各種各樣的解釋和質問一窩蜂湧上來,爭相擠占裴安生大腦內本就不富裕的氧氣,最後沒個贏家,裴安生落個眼前發白。

他如同被按下開關的機器人,繼續朝著商場的門外走,張了張嘴,卻沒能回話。

“你外套落下了。”顧尋北跨了幾步,到達和裴安生並排的位置。

“呃,謝謝。”他生硬地伸手去接自己的外套,見旁邊人沒有要給自己的意思,就面無表情地把手收了回來。

“是佟清告訴我你在這裏的。”顧尋北斟酌了一下,主動坦白。

他想傳達給裴安生的是不用避嫌,而且我也知道你們兩個之間怎麽回事。

但裴安生僵硬得不行:“……哦。”

他慢吞吞向前走著,也不知道目的地在哪。外面等他的司機沒準是他老媽的眼線,要是看見顧尋北可能會發生些不太好的事情。

不知道怎麽辦。他也不知道佟清找顧尋北來幹什麽。

更不知道顧尋北從哪裏弄出來的這麽一套西裝,裁剪合身得不行,系上皮帶之後看著那麽……性感。

“和我沒舊可敘嗎?”顧尋北問。

裴安生心裏像是被針紮了一下,痛得他皺了皺鼻子。

這是在說什麽胡話。

故意的還是什麽。

“也不想理我,所以不想說話?”

這回裴安生立馬回答了:“不是。”

顧尋北在一旁不動聲色地觀察著裴安生的神情,不斷地檢驗自己的判斷:“你要結婚了?”

裴安生的眼神很堅決:“不,我不結婚。”

“為什麽?”顧尋北繼續觀察著。

“我不喜歡女的,我也不想要被人操縱。”裴安生垂下眼簾,落在他臉頰上的目光讓他皮膚著火。

他最後一直走到商場的門口停下來,卻沒有擡頭去看顧尋北:“買回去的機票了嗎?”

面前的人沒有講話。

“有地方住嗎?沒地方我找人給你安排。我等會兒還有工作,就不和你聊了。”

“你為什麽不看我?”良久的寂靜後,顧尋北忽然發問。

直接繞過了裴安生說的那些話,只向他提問。裴安生瞬間變得很惱火,他生佟清的氣,也生顧尋北的氣。

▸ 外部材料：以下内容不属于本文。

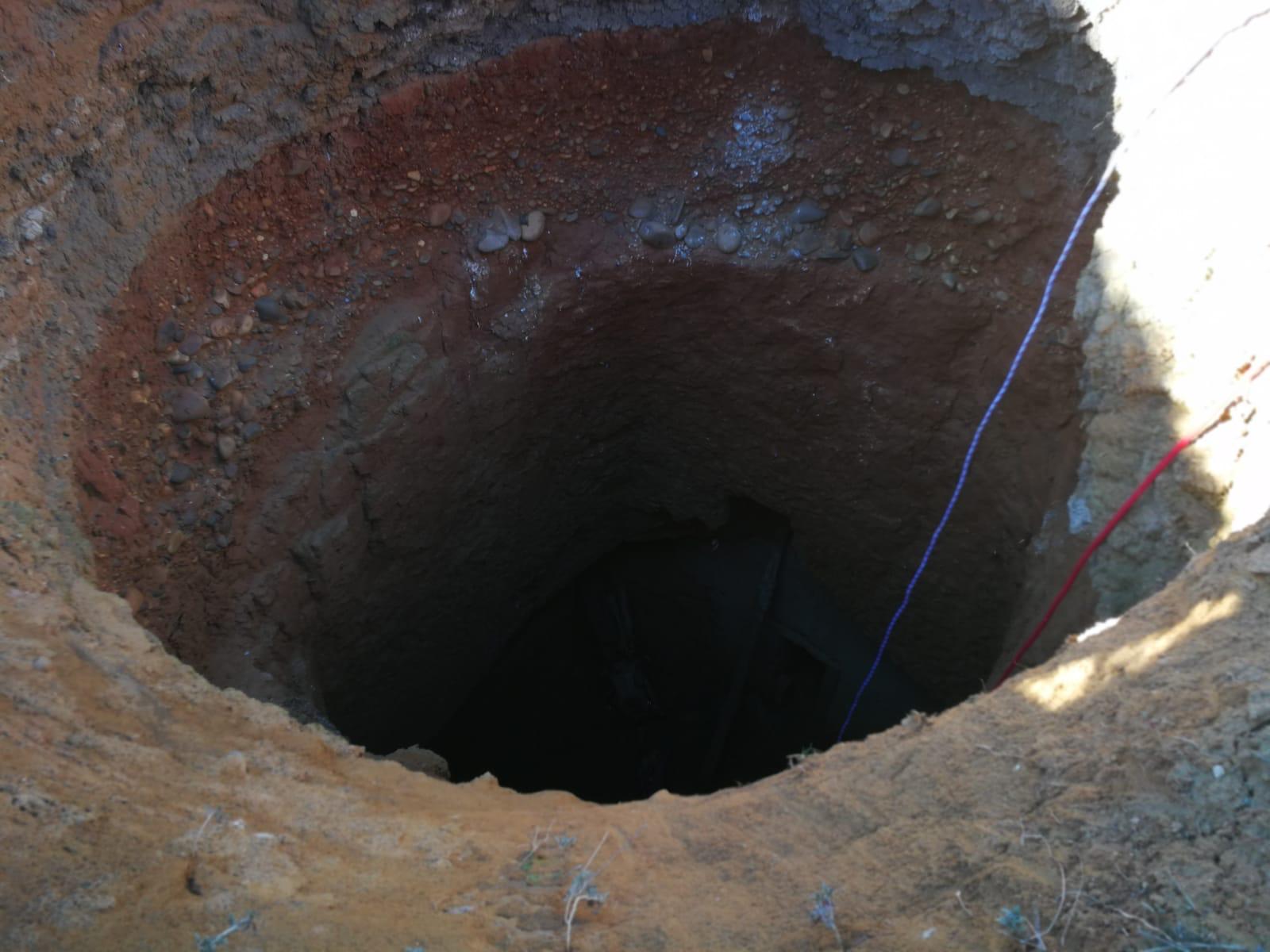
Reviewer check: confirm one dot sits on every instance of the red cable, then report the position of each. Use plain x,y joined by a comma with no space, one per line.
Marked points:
1115,520
1094,546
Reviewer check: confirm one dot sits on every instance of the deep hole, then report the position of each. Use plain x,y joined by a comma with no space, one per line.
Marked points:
692,662
591,512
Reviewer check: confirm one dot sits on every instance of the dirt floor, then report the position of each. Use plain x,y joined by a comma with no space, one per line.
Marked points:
1057,806
413,416
1115,797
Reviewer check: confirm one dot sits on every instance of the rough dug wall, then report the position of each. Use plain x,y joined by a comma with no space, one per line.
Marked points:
372,494
117,114
1140,755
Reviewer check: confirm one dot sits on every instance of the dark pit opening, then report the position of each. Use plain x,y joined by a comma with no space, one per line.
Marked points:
590,438
657,547
690,662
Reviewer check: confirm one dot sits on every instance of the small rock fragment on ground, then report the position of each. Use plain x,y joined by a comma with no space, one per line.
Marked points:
808,213
728,238
656,234
927,207
535,224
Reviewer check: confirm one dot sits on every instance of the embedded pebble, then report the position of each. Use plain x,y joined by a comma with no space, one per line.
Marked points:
438,213
865,259
167,334
656,234
508,224
929,207
179,473
221,328
728,238
190,344
220,374
188,405
806,213
535,224
271,310
493,240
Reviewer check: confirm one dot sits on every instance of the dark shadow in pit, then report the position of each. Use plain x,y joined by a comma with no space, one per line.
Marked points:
691,662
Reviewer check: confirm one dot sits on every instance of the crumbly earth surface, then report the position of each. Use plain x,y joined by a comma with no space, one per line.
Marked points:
755,272
1114,797
1115,793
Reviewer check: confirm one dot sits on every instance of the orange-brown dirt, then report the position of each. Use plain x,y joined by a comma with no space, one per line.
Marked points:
817,381
1117,795
933,825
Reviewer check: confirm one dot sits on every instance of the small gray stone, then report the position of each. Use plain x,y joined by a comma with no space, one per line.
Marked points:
656,234
167,334
929,207
32,224
188,405
806,213
493,240
190,344
508,224
270,309
865,259
179,473
535,224
728,238
438,213
220,374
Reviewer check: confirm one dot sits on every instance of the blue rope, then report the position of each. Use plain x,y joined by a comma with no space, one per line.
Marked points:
983,424
1022,348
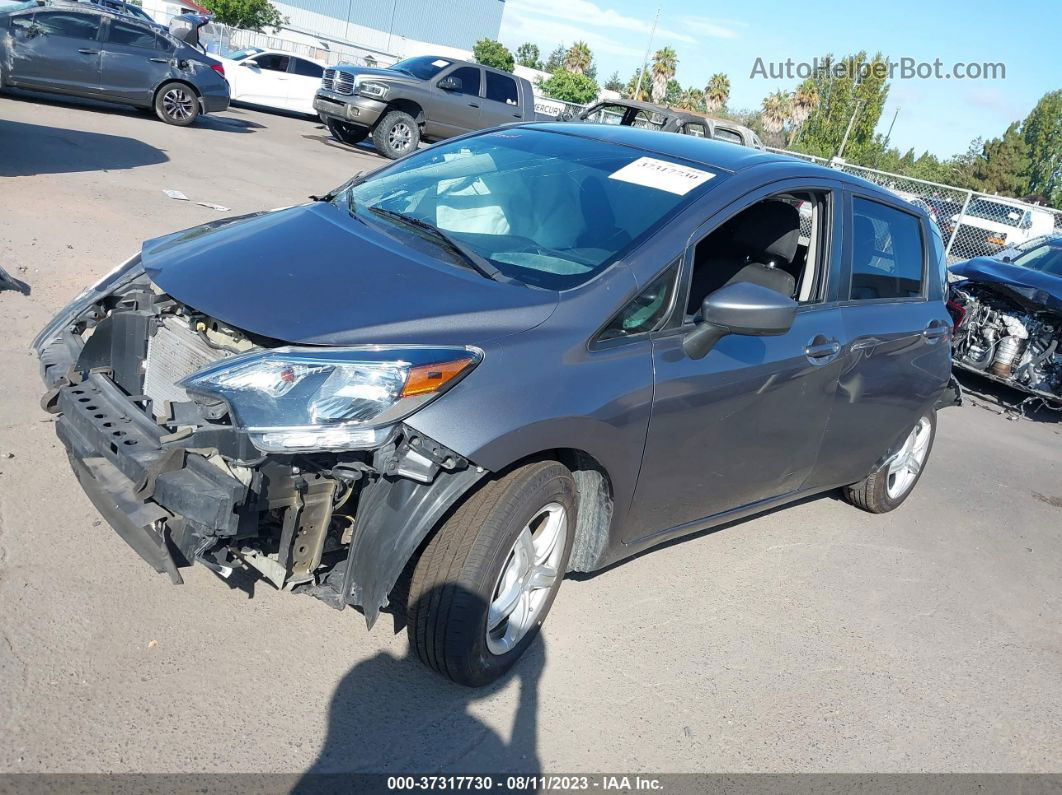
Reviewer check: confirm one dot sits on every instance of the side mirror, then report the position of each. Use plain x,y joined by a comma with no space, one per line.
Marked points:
743,309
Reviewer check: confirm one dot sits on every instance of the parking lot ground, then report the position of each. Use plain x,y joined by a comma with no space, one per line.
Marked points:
811,638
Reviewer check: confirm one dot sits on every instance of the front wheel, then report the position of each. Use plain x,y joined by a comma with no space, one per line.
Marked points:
175,103
889,485
350,134
396,134
486,580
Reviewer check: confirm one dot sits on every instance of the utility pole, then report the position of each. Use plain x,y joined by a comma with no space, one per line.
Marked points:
888,136
848,130
641,72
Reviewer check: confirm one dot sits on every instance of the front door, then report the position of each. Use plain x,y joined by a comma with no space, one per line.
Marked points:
458,109
746,422
56,50
134,61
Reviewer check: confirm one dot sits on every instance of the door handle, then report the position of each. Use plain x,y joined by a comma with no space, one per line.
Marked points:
936,330
821,350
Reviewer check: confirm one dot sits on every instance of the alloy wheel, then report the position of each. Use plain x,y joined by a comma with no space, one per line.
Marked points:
529,573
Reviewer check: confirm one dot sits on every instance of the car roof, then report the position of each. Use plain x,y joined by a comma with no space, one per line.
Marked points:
732,157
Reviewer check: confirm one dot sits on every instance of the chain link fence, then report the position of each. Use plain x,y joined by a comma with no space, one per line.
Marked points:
972,224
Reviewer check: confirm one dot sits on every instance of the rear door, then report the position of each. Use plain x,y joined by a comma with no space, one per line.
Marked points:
897,330
501,101
457,111
304,80
133,61
56,50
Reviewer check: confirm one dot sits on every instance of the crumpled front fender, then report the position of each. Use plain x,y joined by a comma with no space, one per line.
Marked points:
394,516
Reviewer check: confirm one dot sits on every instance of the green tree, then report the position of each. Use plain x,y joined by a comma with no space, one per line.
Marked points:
1003,167
489,52
614,83
1042,132
570,87
665,64
555,59
251,15
854,90
717,92
527,54
578,58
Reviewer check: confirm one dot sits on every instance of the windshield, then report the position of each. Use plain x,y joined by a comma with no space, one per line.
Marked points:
1001,213
241,54
424,67
1045,258
544,208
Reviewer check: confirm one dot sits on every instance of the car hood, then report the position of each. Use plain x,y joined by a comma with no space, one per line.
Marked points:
1032,289
313,275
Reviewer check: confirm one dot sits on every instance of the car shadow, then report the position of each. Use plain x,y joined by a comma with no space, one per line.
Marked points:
1006,400
27,150
393,714
207,121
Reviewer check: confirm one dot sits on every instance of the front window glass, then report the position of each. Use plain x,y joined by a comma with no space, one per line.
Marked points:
547,209
424,67
1046,259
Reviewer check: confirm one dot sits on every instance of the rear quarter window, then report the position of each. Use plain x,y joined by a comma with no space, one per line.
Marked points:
888,257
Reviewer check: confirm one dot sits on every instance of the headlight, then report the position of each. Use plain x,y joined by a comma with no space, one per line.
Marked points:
370,88
308,399
123,273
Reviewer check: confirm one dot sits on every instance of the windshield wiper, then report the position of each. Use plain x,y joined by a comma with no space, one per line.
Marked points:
478,262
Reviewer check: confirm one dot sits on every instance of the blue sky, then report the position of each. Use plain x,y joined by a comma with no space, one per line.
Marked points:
938,115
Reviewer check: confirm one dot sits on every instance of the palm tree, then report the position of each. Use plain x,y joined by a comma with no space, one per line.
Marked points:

明明他自己的事情還沒有解決,他壓根就沒資格再和顧尋北見面。

這個人居然主動跑到自己面前了,是想幹什麽啊,招他幹什麽?

他好不容易才堅持這麽久,顧尋北一出現,他真怕自己一下子丟掉費盡了力氣扛起來的硬殼。

可是兩年過去了……他真是搞不懂顧尋北來做什麽,他不信這兩年裏的顧尋北一丁點也沒有變心,對自己的感情一點也沒有變淡。

只是因為他們斷的太突然,導致他有一些意難平吧。

沒準只是對再見自己一次有一些執念。

有次拍攝的時候,他聽攝影師和別人聊天,說真正的告別都不是轟轟烈烈,而是無聲無息且不知不覺間就發生了的。

他們舉了很多例子,比如他們下定決心要和某個重要的人告別,卻因為不舍再見了一面。

可是那一面之後,執念像是得到了解脫,從此之後就再也不想著有關那個人的事了,於是告別真正達成。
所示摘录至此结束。